In this box: 1 Cucumber, 1 bunch Carrots, 1 bunch Salad Turnips, 6 ears Corn, Nardelo or Poblano Peppers, 2# Jaqueline Lee Potatoes, 1 bunch Canadice Grapes, 1 Cantaloupe (from Groundwork Organics), ¼# Fresh Ginger! (weights are approx.) Everything is Organic!

Nardelo or Poblano Peppers
   We had hoped to have enough Jimmy Nardelo peppers for everyone this week, but the pepper plants didn’t cooperate with that plan. So our Salem & Albany members will get Nardelo Peppers this week, and Corvallis boxes will have Poblano peppers. We’re hoping to give the opposite next week.
   Nardelo peppers are an heirloom variety of sweet Italian peppers. Supposedly, the seeds of this pepper were brought to the US when Giuseppe Nardelo (Jimmy’s father) emigrated from Italy 130 years ago. They are a classic Italian frying pepper, and are wonderful in a saute.
   Poblano peppers are generally mild, but sometimes hot. When they are dried, they are called Ancho chiles. Poblanos can be used like any “green” peppers, as long as you are aware that they might be spicy. If you prefer your peppers on the mild side, it’s good to know that most of the heat is in the seeds and the membranes that attach the seeds to the flesh. Poblanos are delicious when roasted (on the grill or in the oven), and then added to a salsa or stirred into refried beans. After roasting, the skin is generally removed.

Fresh Young Ginger!
   Ginger is a tropical plant, and it’s not commonly grown in our temperate climate. However, Tom is always looking for things that not everyone grows, so we thought we would give it a try. Fresh young ginger is different from most of the ginger you see in the grocery stores (which is more “mature”). The young ginger has less of the stringy bits than mature ginger. As we let the plants mature into autumn, the roots will develop the same fibers. Young ginger is used to make candied ginger, and the pickled ginger that is served with sushi. It is also great chopped or grated and used for ginger tea (I’ll have some at the farm party!), or minced and used in a stir-fry as you would use mature ginger—it just lacks the stringy bits, so you can eat the minced pieces. Here’s a quick recipe for fresh ginger. There are a number of other recipes on our Recipe Blog (on our web site).
    Soy Ginger Dipping Sauce   
    ½ cup soy sauce
    ¼ cup rice vinegar or rice wine
    1 tsp. sesame oil (use red pepper sesame oil for a hot pepper kick)
    2 Tbs. finely minced fresh ginger
    1 Tbs. chopped green onion (optional)
Add all ingredients to a jar with a tight-fitting lid. Shake well. Serve as a dipping sauce for tempura, dumplings, spring rolls, or pot stickers. Or pour over sautéed turnips, adding a little cornstarch if you want a thicker sauce.

Carrots & Turnips
   Here’s a fun fact I recently heard about carrots—they taste sweeter if you grate them! Grating breaks cell walls, and releases sugars from the cells. I have been enjoying grated carrots on my salads, rolled with rice & cucumber in a sheet of nori for sushi, and mixed into hummus.
   Turnips and other members of the broccoli/cabbage family, on the other hand, taste sweetest uncut, or immediately after being cut. Plants in this family contain compounds in their cells that turn bitter on exposure to air.

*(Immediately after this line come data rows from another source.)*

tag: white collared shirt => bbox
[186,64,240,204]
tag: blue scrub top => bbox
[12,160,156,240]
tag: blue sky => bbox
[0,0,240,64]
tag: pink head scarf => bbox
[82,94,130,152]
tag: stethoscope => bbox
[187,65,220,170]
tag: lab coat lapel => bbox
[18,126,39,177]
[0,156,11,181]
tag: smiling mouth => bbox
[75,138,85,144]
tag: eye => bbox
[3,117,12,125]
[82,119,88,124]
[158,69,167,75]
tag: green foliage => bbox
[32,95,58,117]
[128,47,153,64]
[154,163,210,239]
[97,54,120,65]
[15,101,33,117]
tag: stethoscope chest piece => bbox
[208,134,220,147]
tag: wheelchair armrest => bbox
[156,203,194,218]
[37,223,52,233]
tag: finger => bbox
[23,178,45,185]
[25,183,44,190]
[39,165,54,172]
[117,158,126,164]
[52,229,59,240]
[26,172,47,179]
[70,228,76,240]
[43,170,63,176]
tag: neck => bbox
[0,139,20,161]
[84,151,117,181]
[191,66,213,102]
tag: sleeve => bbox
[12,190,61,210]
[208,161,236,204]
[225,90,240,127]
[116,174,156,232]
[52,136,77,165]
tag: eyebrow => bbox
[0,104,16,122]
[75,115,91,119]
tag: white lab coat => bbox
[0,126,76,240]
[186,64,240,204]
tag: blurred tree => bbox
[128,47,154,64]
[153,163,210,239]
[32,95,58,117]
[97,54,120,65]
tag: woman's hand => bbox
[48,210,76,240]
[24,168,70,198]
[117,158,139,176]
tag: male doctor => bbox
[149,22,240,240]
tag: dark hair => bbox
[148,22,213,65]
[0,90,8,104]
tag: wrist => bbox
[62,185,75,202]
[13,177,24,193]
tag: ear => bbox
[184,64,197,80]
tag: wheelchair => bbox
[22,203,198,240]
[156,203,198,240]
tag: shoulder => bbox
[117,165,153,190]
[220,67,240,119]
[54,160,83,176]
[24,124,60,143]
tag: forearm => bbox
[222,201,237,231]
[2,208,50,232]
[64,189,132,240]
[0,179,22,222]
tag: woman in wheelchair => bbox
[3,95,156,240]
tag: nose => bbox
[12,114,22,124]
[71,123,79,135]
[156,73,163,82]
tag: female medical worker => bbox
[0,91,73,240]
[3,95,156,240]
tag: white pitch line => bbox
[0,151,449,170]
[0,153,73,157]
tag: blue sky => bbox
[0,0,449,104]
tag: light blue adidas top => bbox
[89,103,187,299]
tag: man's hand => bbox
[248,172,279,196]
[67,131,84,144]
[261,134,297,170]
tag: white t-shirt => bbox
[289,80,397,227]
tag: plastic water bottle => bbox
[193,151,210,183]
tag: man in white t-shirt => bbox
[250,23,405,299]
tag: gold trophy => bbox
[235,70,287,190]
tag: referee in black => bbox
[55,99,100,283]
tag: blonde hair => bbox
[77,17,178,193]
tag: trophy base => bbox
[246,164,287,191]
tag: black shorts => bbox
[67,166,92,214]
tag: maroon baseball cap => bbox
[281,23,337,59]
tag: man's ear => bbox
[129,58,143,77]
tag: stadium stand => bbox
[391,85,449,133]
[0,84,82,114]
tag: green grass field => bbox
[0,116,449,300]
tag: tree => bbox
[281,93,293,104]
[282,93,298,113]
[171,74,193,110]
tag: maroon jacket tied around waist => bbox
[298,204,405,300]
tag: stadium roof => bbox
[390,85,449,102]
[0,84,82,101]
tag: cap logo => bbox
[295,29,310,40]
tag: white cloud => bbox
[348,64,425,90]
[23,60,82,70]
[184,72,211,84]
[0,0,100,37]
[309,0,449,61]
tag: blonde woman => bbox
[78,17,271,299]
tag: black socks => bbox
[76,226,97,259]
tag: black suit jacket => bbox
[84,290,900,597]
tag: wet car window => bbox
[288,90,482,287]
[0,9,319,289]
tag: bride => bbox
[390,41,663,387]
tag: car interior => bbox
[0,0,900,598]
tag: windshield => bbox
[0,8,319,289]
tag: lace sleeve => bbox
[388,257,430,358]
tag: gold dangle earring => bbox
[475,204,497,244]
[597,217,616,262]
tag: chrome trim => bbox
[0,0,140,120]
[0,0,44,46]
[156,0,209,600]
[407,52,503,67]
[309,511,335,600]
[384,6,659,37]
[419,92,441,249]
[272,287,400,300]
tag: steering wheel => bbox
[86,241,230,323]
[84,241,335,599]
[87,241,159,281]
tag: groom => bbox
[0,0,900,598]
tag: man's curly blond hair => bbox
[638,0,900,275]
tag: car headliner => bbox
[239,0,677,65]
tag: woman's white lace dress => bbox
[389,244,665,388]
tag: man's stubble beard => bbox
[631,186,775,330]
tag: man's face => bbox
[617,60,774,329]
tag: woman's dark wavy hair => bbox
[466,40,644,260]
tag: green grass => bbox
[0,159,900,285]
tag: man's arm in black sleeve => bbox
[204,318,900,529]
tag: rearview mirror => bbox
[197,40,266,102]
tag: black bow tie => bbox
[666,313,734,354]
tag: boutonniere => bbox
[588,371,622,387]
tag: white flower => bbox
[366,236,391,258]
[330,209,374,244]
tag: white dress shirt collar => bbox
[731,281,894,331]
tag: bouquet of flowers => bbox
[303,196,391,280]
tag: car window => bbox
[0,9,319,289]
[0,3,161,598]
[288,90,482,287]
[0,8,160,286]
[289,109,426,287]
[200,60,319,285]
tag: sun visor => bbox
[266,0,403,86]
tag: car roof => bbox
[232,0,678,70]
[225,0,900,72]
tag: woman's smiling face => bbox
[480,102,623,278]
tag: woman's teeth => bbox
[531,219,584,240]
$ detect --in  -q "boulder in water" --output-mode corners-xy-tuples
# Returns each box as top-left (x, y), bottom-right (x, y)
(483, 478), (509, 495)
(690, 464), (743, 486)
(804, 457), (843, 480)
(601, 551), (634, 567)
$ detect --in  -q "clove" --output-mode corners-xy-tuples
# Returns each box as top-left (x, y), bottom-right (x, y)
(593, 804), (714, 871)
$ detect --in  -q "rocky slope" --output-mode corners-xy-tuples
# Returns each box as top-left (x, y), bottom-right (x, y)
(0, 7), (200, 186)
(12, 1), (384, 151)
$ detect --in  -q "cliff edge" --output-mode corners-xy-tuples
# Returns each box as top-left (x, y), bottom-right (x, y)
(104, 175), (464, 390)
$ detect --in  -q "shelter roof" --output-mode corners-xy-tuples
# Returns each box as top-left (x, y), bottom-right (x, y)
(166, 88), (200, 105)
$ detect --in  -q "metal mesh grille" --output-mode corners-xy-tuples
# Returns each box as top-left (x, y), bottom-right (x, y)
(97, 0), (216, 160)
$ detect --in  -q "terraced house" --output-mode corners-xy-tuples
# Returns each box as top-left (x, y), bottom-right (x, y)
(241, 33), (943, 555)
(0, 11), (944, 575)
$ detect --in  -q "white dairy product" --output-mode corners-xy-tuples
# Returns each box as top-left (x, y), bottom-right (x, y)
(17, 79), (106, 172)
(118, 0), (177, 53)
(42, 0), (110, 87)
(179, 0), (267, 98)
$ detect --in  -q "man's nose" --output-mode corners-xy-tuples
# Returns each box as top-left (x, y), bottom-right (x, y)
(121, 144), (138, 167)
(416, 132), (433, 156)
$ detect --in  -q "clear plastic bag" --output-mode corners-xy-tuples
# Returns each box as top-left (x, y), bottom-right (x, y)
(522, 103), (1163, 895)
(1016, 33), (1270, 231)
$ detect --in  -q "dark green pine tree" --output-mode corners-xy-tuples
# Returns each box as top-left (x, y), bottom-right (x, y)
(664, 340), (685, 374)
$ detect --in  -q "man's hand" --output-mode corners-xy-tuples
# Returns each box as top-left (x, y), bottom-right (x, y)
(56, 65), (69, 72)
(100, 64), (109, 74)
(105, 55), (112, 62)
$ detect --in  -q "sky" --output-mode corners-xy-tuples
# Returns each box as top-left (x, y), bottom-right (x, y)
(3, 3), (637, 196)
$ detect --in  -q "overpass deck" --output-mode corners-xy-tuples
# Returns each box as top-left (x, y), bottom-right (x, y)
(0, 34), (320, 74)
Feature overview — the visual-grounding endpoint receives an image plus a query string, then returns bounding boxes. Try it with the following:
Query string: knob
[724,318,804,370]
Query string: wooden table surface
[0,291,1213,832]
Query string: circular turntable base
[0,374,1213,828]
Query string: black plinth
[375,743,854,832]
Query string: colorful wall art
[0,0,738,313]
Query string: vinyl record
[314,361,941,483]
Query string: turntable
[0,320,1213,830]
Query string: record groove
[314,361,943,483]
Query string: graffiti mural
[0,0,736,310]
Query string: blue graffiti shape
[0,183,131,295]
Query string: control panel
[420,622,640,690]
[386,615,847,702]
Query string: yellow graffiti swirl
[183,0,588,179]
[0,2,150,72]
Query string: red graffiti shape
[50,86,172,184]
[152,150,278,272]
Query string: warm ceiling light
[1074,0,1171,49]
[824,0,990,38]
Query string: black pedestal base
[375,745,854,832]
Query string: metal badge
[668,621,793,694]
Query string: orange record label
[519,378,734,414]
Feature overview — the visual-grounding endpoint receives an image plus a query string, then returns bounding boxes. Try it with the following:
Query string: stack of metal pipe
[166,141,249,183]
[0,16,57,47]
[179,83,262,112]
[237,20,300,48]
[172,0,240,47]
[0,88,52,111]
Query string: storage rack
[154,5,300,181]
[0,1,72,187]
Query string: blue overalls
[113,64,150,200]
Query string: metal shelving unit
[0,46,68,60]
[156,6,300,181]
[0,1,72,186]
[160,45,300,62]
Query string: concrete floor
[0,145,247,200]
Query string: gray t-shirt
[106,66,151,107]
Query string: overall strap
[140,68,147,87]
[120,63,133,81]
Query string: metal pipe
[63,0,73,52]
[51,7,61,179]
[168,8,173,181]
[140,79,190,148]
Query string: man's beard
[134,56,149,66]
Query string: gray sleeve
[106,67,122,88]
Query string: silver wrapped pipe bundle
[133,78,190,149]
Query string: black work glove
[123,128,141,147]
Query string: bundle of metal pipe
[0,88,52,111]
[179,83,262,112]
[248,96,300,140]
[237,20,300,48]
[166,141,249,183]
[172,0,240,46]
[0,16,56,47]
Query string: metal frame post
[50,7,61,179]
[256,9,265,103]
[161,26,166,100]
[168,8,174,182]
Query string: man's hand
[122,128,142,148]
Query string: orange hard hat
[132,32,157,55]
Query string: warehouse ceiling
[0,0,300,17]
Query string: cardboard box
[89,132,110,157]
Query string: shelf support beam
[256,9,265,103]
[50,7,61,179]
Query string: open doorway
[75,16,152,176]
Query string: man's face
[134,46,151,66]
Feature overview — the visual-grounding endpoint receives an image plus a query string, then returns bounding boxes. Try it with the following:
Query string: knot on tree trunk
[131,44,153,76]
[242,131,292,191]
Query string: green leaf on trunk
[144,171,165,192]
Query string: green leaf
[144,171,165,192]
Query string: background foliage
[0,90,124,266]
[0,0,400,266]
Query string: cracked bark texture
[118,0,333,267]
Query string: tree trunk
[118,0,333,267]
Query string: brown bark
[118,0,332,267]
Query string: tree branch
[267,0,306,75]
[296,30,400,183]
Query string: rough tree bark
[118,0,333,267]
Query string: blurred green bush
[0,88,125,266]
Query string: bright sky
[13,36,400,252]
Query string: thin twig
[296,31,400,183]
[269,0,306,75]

Farm Party, Sunday September 3rd, from 3-6 pm
   This Sunday is your opportunity to “meet your farmer” as Tom leads our annual farm tour at 3pm, Sept 3.
The farm tour starts at 3 pm, with a potluck dinner to follow around 5 pm.
Please bring comfortable walking shoes and perhaps a shade hat for the tour, and bring your own lawn chairs or a blanket to sit on if you plan to stay for dinner.
   I will have plenty of (gluten-free, vegan-friendly) food, so don’t stress about a potluck dish if you run out of time. The “potluck” format just avoids the necessity of RSVP.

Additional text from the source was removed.